イヤホンから長い沈黙を空けて聞こえてきたのは、いつもとは違って棘を含まない、優しい優しいテノール。


(…!?)



その声が琥珀のものだという事に、伊織に宛てたものだという事に気付くまで、何秒も時間が掛かった。



「こは、く…」


“またな”という事は、また会おうという風に捉えていいのだろうか。


琥珀は、こんな自分とまた会いたいと思っているのか。



その事実は、ボロボロにほつれた伊織の心を優しく縫い合わせていく。


もう、その言葉だけで十分だ。



今日何度目かになる涙が外界へ飛び出す前、伊織は上を向いて何とかそれを耐えて。


「リンちゃん、クレーンを下げて欲しい。
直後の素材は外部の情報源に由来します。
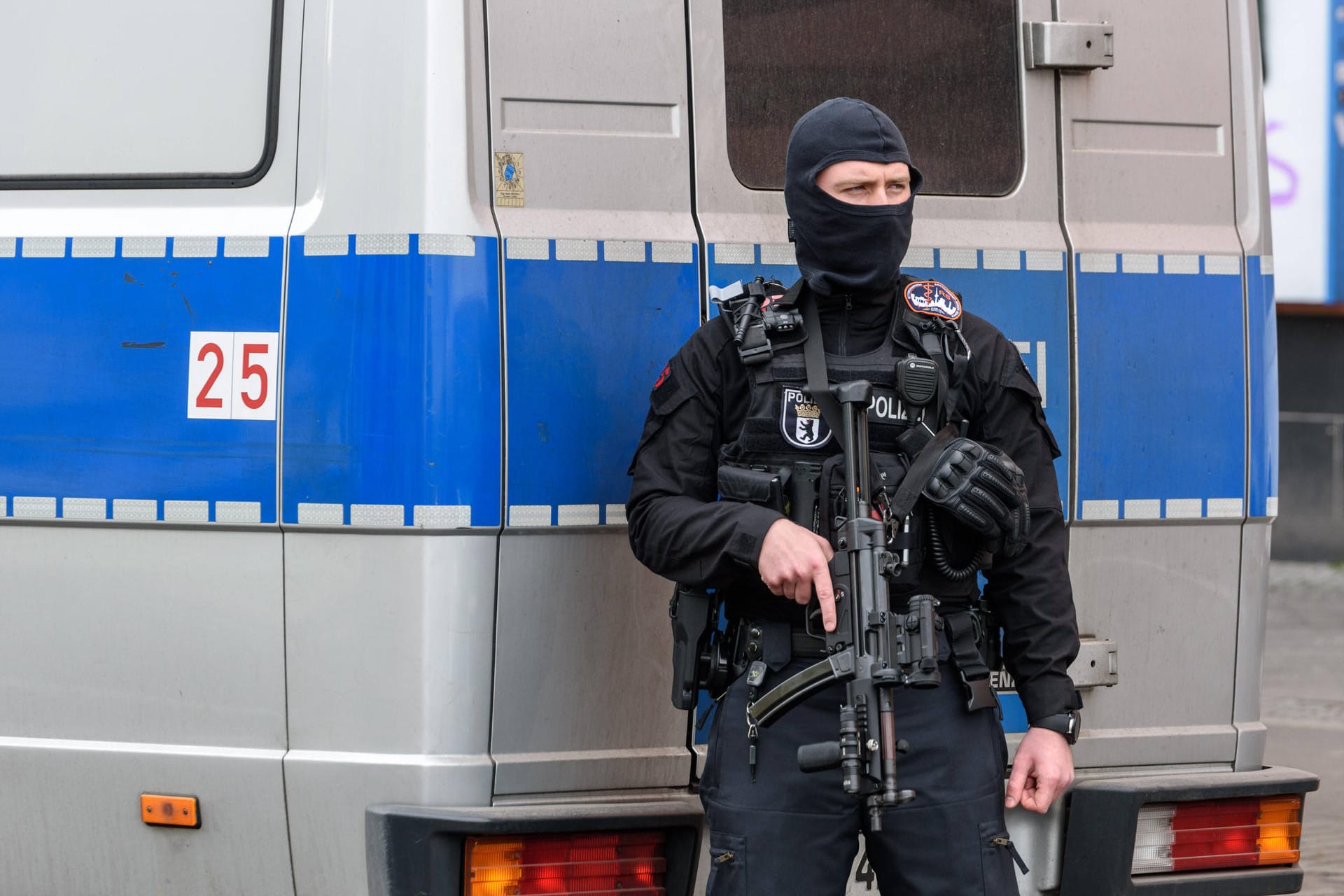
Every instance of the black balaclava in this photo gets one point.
(843, 248)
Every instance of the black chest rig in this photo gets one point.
(787, 454)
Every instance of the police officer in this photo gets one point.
(850, 188)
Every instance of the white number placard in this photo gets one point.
(232, 377)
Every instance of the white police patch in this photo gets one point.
(933, 298)
(800, 419)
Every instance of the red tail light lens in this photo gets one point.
(594, 864)
(1218, 833)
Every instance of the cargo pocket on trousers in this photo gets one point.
(727, 865)
(996, 860)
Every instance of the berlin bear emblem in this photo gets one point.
(800, 419)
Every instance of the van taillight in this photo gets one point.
(596, 864)
(1218, 833)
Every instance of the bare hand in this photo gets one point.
(793, 561)
(1041, 771)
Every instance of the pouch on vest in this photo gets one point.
(885, 472)
(768, 488)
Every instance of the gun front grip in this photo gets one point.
(690, 610)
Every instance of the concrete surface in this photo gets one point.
(1304, 706)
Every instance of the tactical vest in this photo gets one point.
(787, 456)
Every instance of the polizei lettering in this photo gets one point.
(886, 407)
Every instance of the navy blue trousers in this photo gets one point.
(799, 833)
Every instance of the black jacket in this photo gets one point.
(682, 531)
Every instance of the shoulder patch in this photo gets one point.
(933, 298)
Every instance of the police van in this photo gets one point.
(328, 328)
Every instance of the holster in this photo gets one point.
(691, 612)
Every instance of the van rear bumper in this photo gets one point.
(1100, 840)
(417, 850)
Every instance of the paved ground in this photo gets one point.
(1304, 706)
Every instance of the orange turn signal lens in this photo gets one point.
(172, 812)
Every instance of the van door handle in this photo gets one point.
(1070, 46)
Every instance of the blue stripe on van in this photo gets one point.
(1264, 356)
(587, 342)
(94, 371)
(391, 381)
(1161, 387)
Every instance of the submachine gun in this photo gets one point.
(874, 648)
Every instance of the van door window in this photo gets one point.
(945, 70)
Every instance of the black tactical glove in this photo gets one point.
(986, 492)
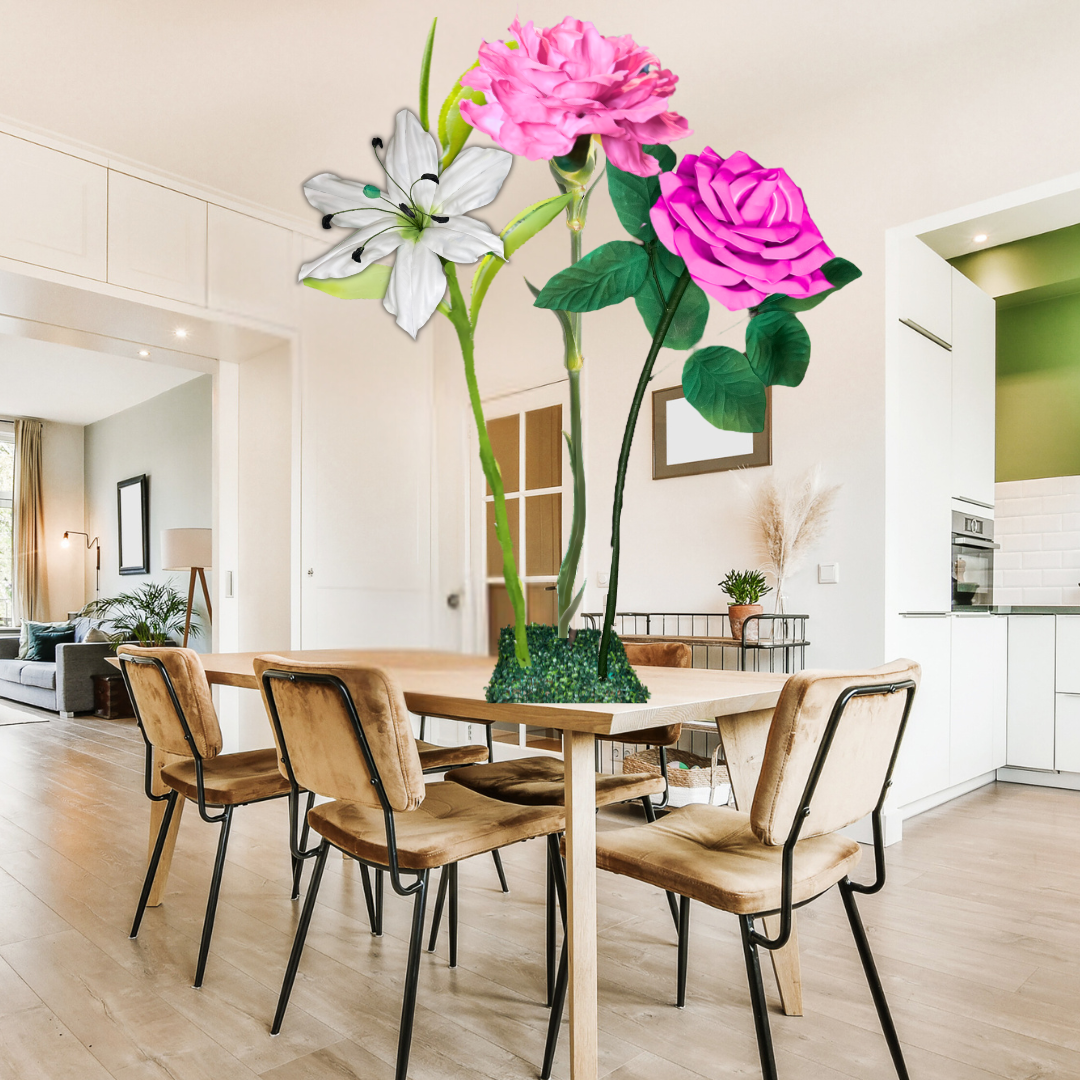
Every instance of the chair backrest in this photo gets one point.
(858, 761)
(659, 653)
(157, 712)
(319, 736)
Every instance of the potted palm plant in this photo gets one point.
(744, 589)
(151, 615)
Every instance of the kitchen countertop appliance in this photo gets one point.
(973, 549)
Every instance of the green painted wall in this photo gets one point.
(1037, 285)
(1038, 424)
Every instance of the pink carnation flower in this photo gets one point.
(742, 230)
(569, 81)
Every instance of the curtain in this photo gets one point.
(29, 526)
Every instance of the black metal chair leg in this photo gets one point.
(555, 1018)
(368, 899)
(412, 979)
(151, 871)
(757, 999)
(454, 914)
(650, 815)
(215, 889)
(684, 948)
(436, 917)
(498, 869)
(873, 980)
(301, 933)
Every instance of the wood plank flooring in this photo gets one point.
(976, 935)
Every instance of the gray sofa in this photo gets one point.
(65, 687)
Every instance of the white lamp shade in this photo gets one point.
(184, 549)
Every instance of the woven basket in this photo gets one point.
(700, 771)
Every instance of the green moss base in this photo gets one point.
(562, 672)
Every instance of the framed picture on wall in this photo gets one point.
(133, 526)
(685, 443)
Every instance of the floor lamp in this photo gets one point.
(189, 550)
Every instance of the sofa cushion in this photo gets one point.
(10, 670)
(39, 674)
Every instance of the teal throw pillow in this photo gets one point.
(42, 640)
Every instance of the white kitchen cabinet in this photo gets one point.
(250, 267)
(926, 288)
(974, 381)
(1068, 655)
(53, 208)
(977, 694)
(923, 765)
(1030, 742)
(157, 240)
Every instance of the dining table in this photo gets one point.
(451, 686)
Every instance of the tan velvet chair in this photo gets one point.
(827, 764)
(342, 731)
(171, 697)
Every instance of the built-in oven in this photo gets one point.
(973, 549)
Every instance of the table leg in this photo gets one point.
(744, 737)
(157, 812)
(581, 899)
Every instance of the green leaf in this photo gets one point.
(369, 284)
(521, 228)
(426, 73)
(633, 197)
(721, 386)
(778, 348)
(838, 271)
(453, 127)
(607, 275)
(691, 315)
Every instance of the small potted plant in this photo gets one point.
(744, 589)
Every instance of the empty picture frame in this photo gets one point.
(133, 525)
(685, 443)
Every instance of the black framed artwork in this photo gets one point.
(685, 443)
(133, 524)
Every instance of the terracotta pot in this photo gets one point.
(737, 613)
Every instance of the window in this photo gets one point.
(7, 513)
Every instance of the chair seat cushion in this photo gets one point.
(539, 781)
(230, 779)
(711, 853)
(450, 824)
(448, 757)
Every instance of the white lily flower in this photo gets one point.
(420, 214)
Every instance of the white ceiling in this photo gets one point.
(67, 385)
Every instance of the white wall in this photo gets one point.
(169, 437)
(63, 496)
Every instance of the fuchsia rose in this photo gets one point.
(742, 230)
(569, 81)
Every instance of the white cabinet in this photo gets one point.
(1031, 703)
(1068, 655)
(251, 269)
(157, 240)
(923, 765)
(926, 288)
(53, 208)
(977, 696)
(974, 381)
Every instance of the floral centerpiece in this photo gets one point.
(703, 228)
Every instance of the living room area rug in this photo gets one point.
(12, 713)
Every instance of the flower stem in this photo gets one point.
(458, 314)
(628, 437)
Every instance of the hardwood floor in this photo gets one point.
(976, 935)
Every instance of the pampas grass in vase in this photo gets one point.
(790, 517)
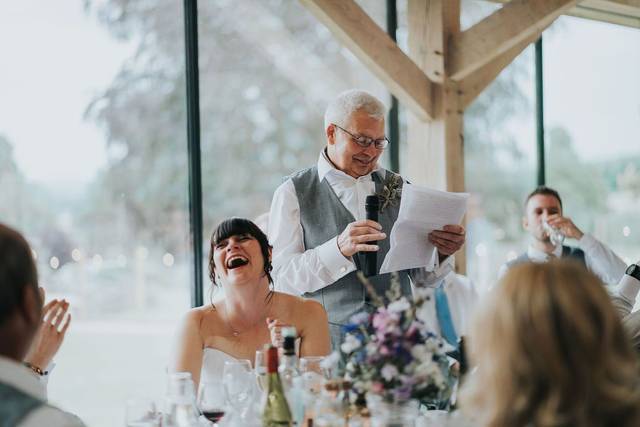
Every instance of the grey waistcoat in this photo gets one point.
(15, 405)
(323, 216)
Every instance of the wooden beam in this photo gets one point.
(516, 21)
(435, 148)
(358, 32)
(474, 84)
(619, 12)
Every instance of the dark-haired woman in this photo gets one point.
(249, 313)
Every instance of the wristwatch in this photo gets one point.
(634, 271)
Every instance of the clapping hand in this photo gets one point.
(448, 240)
(275, 329)
(50, 334)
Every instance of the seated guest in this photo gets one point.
(23, 401)
(544, 204)
(249, 314)
(551, 351)
(624, 298)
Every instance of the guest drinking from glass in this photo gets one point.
(250, 313)
(550, 350)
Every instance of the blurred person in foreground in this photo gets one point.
(250, 313)
(26, 335)
(545, 205)
(550, 350)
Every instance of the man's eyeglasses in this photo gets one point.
(365, 141)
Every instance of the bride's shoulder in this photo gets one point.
(199, 316)
(303, 306)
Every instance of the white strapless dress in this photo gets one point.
(213, 364)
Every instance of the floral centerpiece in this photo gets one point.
(392, 354)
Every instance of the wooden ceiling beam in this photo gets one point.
(507, 27)
(474, 84)
(355, 29)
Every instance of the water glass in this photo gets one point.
(239, 380)
(313, 374)
(212, 400)
(260, 367)
(142, 412)
(555, 235)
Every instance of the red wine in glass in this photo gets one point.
(214, 415)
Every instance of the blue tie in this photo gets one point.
(444, 317)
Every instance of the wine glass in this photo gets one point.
(211, 400)
(313, 373)
(142, 412)
(555, 235)
(239, 381)
(261, 369)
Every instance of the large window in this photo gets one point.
(93, 172)
(592, 113)
(264, 89)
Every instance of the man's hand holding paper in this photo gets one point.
(425, 212)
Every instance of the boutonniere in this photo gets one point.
(391, 191)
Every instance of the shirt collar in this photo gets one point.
(20, 377)
(537, 255)
(325, 166)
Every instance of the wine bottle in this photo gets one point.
(276, 409)
(288, 369)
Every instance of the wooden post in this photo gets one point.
(435, 148)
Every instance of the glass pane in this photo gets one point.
(93, 172)
(592, 115)
(265, 87)
(500, 168)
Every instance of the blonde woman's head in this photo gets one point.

行かなきゃいけない所があるから」


下でこのクレーン車を操縦している強者に、そう連絡した。





「操縦ありがとうリンちゃん!」


「いやー、全部英語で書いてあるし初めての事過ぎてよく分かんなかったんですけど、ボタン押せば何とかなったので良かったです!もう無茶はしな……って居ない!?」


数分後、地上に降りてきた伊織は、中森の返事を聞くのもそこそこに一目散に銀河の待つリムジンへと駆け出した。




「銀河、何か手伝う事ある?俺はやる事全部終わったから何でも出来るよっ…!」


リムジンの大きなドアを開けて中を覗き込むと、バリバリとポテトチップスを食べながらパソコンを操作していた銀河と目が合った。